The confiscation of these benefits can be both temporary and permanent, as per the law. The section also adds that prior to this step, the retired government servant must be ordered to show cause and will be given adequate time to respond.
It is precisely this legal provision that the public administration ministry sought to do away with in the proposal placed before the cabinet meeting.
"The public administration ministry proposed the annulment of the section but the cabinet didn't agree," Cabinet Secretary Khandaker Anwarul Islam said at a briefing after the meeting.
"It [the section] remains unchanged."
As it is, the 2018 law gives civil servants who committed crimes plenty of leeway -- the bill makes it mandatory for the Anti-Corruption Commission to take permission from the appropriate authorities before arresting any government official on charges related to their job.
Section 41(1) of the law states that public servants cannot be arrested until a court frames charges against them. No prior permission is needed in that case.
But before charges are framed, any government official can only be arrested after getting permission from the government or hiring authorities defined in any other existing law.
This section directly contradicts the constitution, which states that all citizens are equal in the eyes of the law.
In addition, the 2018 law also allows government servants to be convicted for less than a year, with little more than a slap on the wrist.

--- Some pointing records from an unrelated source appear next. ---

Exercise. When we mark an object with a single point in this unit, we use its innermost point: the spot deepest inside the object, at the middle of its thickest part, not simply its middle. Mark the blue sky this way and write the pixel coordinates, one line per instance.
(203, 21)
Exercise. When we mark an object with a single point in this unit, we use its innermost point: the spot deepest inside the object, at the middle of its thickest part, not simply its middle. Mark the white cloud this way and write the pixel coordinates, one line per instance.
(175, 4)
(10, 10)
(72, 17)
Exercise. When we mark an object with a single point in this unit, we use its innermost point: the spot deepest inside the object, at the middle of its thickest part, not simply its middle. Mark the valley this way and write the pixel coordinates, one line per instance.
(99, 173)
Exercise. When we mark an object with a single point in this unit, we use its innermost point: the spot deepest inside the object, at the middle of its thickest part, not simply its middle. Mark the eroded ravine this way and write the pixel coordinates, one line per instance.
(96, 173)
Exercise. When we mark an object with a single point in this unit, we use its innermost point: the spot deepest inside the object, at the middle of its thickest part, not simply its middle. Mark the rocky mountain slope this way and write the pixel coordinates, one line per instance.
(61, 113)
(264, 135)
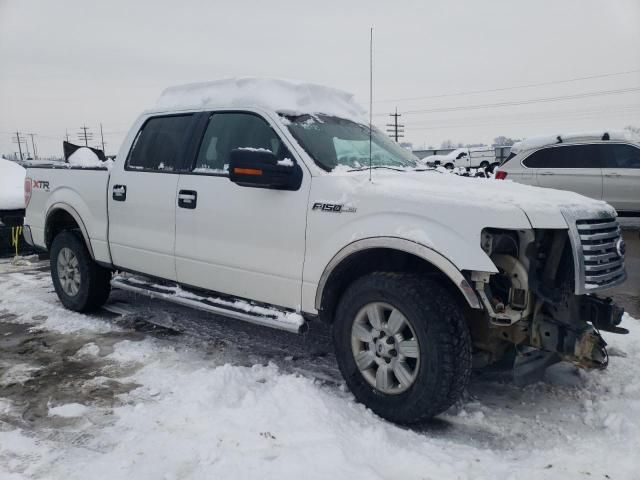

According to the law's section 42, such public servants are to be penalised with words of denunciation, temporary demotion or temporarily halting raises. The job however remains intact.
This proves to be a problem when the courts summon government servants, and they fail or refuse to show up.
The penalty for incurring the contempt of court, in practice, is six months. Since government employees are protected by the 2018 law's provision on sentences that are less than a year, they can get away with flouting the court.
The High Court, however, on September 26, 2013, scrapped the contempt of court law that had a provision of six months' simple imprisonment or a fine of Tk 2,000 as maximum punishment.
The draft of the 2018 law had initially made it mandatory for government employees to give an exam before every promotion but by the time the bill was finalised, the provision was scrapped.